Given your experience, creating a new structure is not a big thing. You develop a two-week plan that includes:

  • Conducting interviews
  • Performing event storming sessions with marketing, product, and sales teams
  • Mapping customer and user journeys
  • Creating an event data design to address emerging questions

This approach is inspired by a lovely book on event data design. Everything seems promising until you discuss the plan with the CTO during lunch.

When you explain that you've created a new design that just needs implementation, the CTO is surprised. With sprints already planned for the next four to five months and limited resources for tracking implementation, your ambitious plan faces significant challenges ("We did a whole sprint with tracking implementation some months ago, that's it what we can do").

The reality is that discussing better tracking design is easy. Talking and sketching ideas on a whiteboard costs nothing. While it's valuable to understand the ideal state, you must also confront practical limitations.

You're facing two big problems. First, how do you get the resources to implement anything? Second, what do you do with all the existing events while you transition? Let's focus on how to actually refactor your tracking setup with these constraints in mind.

Let me show you four different strategies for tracking event refactoring.

Strategy 1: The Greenfield

The Greenfield strategy is quite a rare approach, typically occurring in specific circumstances. It's most common when working with young organizations or startups that already have a temporary setup in place.

In this scenario, the organization is aware and comfortable with the understanding that their current system will be replaced. This allows for a complete rebuild from scratch, which involves several radical steps.
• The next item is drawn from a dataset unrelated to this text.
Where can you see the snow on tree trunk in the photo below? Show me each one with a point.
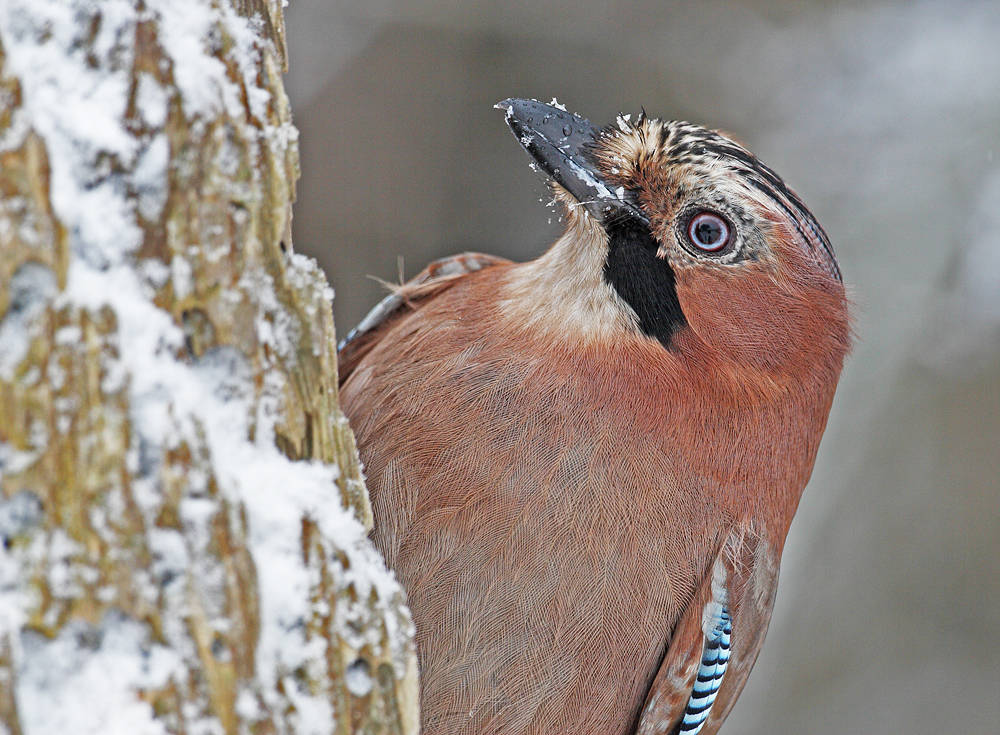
(182, 512)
First, you'll need to throw away existing systems entirely. This means removing all tracking code, eliminating integrations, and shutting down the current analytics tools you're using.
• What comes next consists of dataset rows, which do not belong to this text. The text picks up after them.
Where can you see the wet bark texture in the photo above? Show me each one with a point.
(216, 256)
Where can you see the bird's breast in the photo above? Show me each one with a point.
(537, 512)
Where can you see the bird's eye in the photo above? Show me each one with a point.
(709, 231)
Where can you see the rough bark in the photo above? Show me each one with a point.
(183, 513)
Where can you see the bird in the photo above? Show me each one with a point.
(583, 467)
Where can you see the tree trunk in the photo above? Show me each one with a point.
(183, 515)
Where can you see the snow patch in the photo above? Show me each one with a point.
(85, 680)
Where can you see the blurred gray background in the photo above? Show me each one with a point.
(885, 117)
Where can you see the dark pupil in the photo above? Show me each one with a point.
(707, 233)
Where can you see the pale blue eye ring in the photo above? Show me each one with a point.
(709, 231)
Next, you'll shut down or remove all previously collected data. This can be difficult psychologically for organizations that have been collecting data for any length of time, but it's necessary for a true fresh start.

Finally, you'll start entirely anew with proper planning, documentation, and implementation. This gives you the opportunity to avoid all the mistakes and technical debt that accumulated in the previous system.

The Greenfield strategy often emerges from a place of desperation, usually after multiple unsuccessful attempts to make the existing system work. It becomes viable in several specific situations.

When the previous setup lacks real value, there's little reason to maintain it. If nobody is using the dashboards or the insights aren't driving decisions, the cost of starting over is minimal.

If the data is questionable or unusable due to implementation errors or poor design, continuing to build on this foundation only extends the problems.

The beauty of Greenfield is the freedom it gives you. No legacy constraints means you can implement current best practices from day one. You can design your event taxonomy properly, set up clear naming conventions, and build documentation that actually makes sense. But it is like a unicorn.

Strategy 2: New features first

When facing reality, we cannot simply build everything from scratch. Most of the time, there is already something in place that cannot be completely discarded. Core reports use existing data with a few events, and people have become accustomed to this information over time.

You cannot abruptly remove everything and tell people that their previous metrics were wrong. Such a confrontational approach is unproductive and not worth pursuing.

You might call this the "golden handcuffs" of analytics - you're locked into a system that's deeply flawed, but it's also deeply embedded in your organization's decision-making processes. Breaking free requires finesse, not force.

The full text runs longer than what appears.